UPDATED 16:00 EDT / NOVEMBER 01 2016

INFRA

Cisco targets data-intensive workloads with new converged systems

Like its fellow hardware suppliers, Cisco Systems Inc. hopes to capitalize on the rapid growth of unstructured data and the resulting rise in enterprise storage requirements.

The latest fruit of the company’s efforts is the UCS-S converged infrastructure family, which was unveiled today at its annual partner summit in San Francisco. Cisco says that the series has been specifically designed with data-intensive applications in mind. The first model in the lineup is the S3260 that can be equipped with a pair of either UCS M3 or UCS M4 blade servers.
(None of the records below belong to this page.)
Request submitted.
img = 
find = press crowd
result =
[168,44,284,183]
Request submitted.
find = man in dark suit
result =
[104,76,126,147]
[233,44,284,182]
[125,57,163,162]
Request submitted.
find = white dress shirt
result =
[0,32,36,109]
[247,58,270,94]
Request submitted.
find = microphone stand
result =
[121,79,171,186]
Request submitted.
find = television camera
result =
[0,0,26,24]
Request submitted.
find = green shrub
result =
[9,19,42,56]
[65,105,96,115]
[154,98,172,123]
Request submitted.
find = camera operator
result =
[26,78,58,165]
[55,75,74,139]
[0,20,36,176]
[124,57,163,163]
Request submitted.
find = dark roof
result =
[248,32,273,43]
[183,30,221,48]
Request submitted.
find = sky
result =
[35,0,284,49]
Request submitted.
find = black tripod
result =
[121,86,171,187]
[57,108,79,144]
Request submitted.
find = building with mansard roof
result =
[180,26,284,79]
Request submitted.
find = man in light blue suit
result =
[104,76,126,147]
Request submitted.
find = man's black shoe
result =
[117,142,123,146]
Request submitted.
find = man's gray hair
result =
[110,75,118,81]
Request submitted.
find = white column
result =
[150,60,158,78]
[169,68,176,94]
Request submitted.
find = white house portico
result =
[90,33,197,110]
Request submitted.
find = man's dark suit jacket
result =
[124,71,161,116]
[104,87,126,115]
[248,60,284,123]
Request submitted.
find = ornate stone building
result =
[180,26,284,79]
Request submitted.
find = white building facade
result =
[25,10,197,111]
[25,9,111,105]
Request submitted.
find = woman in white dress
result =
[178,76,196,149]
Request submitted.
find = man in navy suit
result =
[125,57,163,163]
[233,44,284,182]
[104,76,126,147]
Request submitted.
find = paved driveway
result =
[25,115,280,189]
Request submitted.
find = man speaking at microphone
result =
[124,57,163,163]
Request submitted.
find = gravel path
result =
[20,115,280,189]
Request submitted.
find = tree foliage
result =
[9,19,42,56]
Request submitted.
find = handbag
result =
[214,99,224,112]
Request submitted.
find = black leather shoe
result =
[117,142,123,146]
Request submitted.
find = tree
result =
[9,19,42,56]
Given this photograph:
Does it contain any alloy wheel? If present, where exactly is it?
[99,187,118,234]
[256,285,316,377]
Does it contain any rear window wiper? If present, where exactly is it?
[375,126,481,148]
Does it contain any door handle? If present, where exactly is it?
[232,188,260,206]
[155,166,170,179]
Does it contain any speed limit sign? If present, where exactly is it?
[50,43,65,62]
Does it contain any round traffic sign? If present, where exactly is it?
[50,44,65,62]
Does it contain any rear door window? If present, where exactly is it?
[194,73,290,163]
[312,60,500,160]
Both machines are based on a dual-socket design, but the former runs two of Intel Corp.’s E5-2600 v2 processors while the latter sports the newer and more powerful v4 chips.

The two blade servers provide up to 72 processing cores between them, which customers can pair with SSDs or HDDs depending on how latency-sensitive their workloads are. A company that wants to run fraud detection software, for instance, could order the S3260 with as much as 90 terabytes of raw flash storage and 1.6 terabytes of NVMe cache. Cisco says the system’s performance-optimized configuration also lends itself to security diagnostics tools, recommendation engines and other similarly demanding applications.

Organizations that prioritize storage density over speed, meanwhile, can load up to 56 disk drives into the S3260 for a maximum capacity of 600 terabytes. Cisco says that the system has a total cost of ownership of $0.015 per gigabyte per month when deployed in such a configuration, compared with Amazon S3’s $0.045 per gigabyte per month, making it 53 percent more cost-efficient. The company hopes that the system will enable it to compete for the second-tier storage workloads that are increasingly being moved to the cloud these days to reduce costs.

The list includes employee-created files, business datasets used for historical analysis and snapshots, among many others. Xerox Corp., one of first customers that Cisco has managed to win over, is using the S3260 to power its backup and archiving environment. The printing giant claims to have seen 33 percent reduction in storage costs since adopting the system.